GSA Connects 2021 in Portland, Oregon

Paper No. 112-11
Presentation Time: 4:15 PM

THE SAGA OF THE MISSOURI RIVER FROM LGM TO TODAY, AND WHAT THE VALLEY FILL TELLS OF THE RIVER’S RESPONSE TO ICE, RAIN, AND GIA


HOLBROOK, John, Department of Geological Sciences, Texas Christian University, Fort Worth, TX 76129, ANDERSON, Justin, Senior Geologist, Pioneer Natural Resources, Irving, TX 75038 and GOBLE, Ronald, Earth and Atmospheric Sciences, University of Nebraska, Lincoln, NE 68588

The modern Missouri River is continental-scale, and long interpreted as a glacial river in a non-glacial time. Its place in the Quaternary history of North America is clearly prominent, but its assumed glacial past is based indirectly on valley position and flanking loess. The details of its Quaternary role are written in the valley fill. These valley fill strata have thusfar escaped close scrutiny, leaving a notable void in the glacial anthology of western North America. This study summarizes the work of over 50 students in 61 floodplain maps over the last 20 years, and is supplemented by water-well and OSL data to collectively generate a chronology of Missouri Valley stratigraphy. These data reveal five surfaces atop five alloformations recording incision and aggradation of the river since the LGM. The elevated Malta Bend surface formed in the LGM when glacial sediment load was high compared to meltwater discharge. Breakdown of the Laurentide and Cordilleran ice sheets at the end of the LGM caused up to 18 m of incision to generate the Carrolton braided outwash surface. By 13.5 ka the outwash phase had ended, the river aggraded from lower Carrolton levels to within 4 m of the Malta Bend surface, and the meandering Salix surface formed. With the Younger Dryas at about 12 ka the river re-incised briefly to Carrollton levels to form the short-lived Vermillion surface.
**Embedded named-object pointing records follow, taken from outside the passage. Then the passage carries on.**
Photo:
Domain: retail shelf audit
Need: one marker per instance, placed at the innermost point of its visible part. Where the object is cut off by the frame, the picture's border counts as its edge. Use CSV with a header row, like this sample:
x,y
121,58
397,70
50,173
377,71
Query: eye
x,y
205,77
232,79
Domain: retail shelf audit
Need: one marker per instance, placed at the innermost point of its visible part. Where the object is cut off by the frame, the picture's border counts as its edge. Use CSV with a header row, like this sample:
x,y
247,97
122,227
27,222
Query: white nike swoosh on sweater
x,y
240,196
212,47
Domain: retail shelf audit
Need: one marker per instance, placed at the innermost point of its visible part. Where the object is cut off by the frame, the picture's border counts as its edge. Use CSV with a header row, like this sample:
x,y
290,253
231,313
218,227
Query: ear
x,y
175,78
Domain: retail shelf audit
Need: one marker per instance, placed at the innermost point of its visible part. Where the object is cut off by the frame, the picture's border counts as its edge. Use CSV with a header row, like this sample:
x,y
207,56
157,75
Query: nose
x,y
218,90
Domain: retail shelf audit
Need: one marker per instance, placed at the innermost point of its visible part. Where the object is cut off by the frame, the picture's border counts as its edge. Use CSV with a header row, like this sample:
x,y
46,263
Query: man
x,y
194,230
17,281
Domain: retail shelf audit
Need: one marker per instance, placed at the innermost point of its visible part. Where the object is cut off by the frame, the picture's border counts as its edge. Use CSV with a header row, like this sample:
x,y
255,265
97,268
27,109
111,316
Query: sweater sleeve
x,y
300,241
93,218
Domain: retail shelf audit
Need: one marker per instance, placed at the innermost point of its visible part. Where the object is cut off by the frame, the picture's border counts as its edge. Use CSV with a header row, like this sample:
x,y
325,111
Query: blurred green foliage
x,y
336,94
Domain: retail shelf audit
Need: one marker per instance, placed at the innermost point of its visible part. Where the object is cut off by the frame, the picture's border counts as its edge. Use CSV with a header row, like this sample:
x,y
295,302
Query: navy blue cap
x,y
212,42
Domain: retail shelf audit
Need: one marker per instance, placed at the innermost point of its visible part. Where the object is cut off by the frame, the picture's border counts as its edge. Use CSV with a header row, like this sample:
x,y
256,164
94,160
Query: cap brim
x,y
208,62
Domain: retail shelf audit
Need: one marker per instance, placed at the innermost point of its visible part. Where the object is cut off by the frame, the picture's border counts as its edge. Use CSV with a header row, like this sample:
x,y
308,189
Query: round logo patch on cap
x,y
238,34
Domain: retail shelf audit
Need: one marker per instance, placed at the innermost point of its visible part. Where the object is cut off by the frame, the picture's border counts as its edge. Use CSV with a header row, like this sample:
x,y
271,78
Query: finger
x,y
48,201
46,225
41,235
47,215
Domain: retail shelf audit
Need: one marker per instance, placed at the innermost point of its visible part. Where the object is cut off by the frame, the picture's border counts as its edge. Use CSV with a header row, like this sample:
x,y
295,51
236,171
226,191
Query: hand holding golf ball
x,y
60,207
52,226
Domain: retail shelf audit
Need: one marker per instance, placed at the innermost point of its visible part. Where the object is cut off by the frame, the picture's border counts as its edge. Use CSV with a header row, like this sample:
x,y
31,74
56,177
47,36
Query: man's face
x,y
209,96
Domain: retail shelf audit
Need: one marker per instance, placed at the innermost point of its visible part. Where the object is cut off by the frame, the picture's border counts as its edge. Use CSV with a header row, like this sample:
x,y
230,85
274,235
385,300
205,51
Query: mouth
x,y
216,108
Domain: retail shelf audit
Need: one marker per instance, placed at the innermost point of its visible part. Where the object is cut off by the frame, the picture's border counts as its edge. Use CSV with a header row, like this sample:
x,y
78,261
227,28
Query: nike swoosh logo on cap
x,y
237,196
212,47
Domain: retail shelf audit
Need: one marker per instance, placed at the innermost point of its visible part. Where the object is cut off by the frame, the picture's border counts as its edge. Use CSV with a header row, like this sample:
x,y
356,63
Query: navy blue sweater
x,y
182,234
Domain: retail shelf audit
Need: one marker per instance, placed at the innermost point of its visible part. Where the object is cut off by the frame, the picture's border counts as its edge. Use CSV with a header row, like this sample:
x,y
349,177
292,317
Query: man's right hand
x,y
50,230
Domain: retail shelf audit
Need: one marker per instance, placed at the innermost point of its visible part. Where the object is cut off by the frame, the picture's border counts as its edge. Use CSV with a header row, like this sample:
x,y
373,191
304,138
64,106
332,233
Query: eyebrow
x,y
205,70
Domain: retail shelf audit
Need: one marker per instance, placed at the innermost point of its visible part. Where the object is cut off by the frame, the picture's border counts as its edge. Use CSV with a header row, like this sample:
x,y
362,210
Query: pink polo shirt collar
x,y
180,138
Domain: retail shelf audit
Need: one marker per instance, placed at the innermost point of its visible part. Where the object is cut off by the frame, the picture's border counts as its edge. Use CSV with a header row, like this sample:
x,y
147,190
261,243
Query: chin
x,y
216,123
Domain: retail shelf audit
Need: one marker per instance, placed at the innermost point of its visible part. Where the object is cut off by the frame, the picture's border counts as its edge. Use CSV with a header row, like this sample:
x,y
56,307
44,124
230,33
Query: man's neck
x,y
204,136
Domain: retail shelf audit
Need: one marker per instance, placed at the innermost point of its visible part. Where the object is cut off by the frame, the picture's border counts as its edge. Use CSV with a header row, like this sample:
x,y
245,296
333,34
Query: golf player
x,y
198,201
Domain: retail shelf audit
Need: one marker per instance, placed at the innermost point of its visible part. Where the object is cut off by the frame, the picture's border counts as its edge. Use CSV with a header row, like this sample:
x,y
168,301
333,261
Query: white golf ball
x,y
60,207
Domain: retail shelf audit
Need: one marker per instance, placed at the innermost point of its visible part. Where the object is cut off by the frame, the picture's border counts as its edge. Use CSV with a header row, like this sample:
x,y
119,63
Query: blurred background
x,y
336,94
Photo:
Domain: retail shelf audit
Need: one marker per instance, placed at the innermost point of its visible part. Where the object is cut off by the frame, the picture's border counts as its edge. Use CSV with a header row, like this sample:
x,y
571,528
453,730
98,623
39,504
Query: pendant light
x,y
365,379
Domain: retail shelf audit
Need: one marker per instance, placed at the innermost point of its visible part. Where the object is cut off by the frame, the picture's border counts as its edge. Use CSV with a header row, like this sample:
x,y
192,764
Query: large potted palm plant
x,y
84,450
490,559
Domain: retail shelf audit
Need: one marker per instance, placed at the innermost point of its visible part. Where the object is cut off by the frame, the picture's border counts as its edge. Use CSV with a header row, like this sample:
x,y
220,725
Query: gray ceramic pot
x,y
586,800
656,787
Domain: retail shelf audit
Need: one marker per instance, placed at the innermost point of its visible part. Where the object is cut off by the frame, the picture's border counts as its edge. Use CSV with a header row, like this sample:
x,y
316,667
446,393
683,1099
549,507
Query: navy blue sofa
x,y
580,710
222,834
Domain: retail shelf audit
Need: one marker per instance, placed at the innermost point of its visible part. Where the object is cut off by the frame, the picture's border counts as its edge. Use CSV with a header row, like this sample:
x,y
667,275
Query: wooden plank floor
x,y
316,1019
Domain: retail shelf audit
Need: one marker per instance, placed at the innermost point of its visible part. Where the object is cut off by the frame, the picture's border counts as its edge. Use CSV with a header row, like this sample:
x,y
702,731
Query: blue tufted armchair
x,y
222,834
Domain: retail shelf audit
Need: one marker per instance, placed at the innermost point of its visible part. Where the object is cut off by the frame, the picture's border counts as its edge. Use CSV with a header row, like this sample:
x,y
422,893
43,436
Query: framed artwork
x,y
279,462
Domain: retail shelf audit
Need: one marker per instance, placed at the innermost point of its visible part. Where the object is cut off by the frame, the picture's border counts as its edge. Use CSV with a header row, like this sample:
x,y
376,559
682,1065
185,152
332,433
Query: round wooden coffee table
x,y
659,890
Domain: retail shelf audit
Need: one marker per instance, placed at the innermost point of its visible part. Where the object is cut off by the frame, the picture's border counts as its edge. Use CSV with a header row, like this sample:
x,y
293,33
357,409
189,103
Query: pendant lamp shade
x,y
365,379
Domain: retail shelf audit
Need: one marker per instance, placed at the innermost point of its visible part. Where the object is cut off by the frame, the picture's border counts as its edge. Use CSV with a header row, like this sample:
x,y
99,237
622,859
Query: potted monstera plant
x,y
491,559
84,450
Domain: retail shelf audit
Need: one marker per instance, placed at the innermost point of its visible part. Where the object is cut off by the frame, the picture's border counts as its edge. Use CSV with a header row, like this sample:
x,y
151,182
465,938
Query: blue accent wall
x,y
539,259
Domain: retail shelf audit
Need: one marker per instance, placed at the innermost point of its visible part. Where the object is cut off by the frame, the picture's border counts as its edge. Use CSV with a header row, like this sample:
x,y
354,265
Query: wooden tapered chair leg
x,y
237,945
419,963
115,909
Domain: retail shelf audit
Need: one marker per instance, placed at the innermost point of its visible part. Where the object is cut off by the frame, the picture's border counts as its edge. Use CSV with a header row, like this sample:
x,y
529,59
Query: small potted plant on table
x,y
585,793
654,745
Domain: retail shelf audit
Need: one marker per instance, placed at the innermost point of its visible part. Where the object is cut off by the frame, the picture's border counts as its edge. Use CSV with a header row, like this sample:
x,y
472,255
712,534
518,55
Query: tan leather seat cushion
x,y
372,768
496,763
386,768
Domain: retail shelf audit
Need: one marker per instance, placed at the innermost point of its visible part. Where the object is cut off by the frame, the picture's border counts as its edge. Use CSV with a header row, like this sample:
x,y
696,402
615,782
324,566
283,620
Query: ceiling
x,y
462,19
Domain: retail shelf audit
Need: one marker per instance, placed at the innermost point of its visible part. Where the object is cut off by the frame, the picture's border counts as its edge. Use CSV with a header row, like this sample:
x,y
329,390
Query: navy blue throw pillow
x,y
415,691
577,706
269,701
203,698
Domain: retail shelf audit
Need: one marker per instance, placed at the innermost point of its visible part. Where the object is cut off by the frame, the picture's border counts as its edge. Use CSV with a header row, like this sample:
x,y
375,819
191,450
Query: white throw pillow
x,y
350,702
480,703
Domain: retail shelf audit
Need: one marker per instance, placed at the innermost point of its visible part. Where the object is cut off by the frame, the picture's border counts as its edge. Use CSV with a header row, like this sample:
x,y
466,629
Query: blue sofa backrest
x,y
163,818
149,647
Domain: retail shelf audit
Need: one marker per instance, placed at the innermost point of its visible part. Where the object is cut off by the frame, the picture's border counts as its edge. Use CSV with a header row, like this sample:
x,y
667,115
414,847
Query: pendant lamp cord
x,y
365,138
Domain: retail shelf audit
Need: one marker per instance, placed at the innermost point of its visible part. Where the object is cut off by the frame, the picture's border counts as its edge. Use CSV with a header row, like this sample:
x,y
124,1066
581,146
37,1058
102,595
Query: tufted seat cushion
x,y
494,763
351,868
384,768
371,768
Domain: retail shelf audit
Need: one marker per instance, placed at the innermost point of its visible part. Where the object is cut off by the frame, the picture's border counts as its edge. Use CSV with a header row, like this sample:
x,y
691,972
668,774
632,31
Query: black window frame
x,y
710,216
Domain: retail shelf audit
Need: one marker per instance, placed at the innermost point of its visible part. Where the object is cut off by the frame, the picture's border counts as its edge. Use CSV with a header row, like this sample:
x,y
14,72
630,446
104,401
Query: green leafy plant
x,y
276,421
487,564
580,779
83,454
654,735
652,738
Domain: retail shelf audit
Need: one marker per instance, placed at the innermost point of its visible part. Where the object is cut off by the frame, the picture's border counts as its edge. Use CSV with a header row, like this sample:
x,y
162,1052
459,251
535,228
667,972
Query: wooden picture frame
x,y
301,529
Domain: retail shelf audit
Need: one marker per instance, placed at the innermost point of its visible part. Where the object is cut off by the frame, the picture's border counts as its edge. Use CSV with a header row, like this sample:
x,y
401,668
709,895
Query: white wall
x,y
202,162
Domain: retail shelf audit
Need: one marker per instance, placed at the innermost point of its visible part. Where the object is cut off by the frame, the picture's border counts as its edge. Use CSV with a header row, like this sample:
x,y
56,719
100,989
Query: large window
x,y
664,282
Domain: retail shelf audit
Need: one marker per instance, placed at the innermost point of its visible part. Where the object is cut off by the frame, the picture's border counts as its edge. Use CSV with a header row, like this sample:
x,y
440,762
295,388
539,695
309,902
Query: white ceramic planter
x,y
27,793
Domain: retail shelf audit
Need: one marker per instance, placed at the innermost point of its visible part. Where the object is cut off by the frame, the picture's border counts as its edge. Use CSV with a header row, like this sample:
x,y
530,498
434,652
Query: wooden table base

By 8 ka, the river had aggraded back to Malta Bend elevations to form the Holocene and current Omaha meandering-to-braided surface. Some conclusions are apparent from these data. First, the Carrolton incision coincides with incision in all the major rivers draining the LGM ice sheets. It confirms the “Big Wash,” a worldwide valley incision phase in response to the breakdown and draining of the LGM cryosphere. Second, incision cycles do not match models of GIA and appear to be climate driven. Third, the Holocene channels record continental tilting because of glacial rebound and forebulge relaxation, and argue for a forebulge axis at least 200 km farther south than models predict. Fourth, the position of the Missouri Valley appears to reflect longterm pinning of the river between the ice sheet and the forebulge axis. Lastly, the valley was carved by a pre-LGM glacial tongue in the reach extending ~100 km up dip of Sioux City, IA.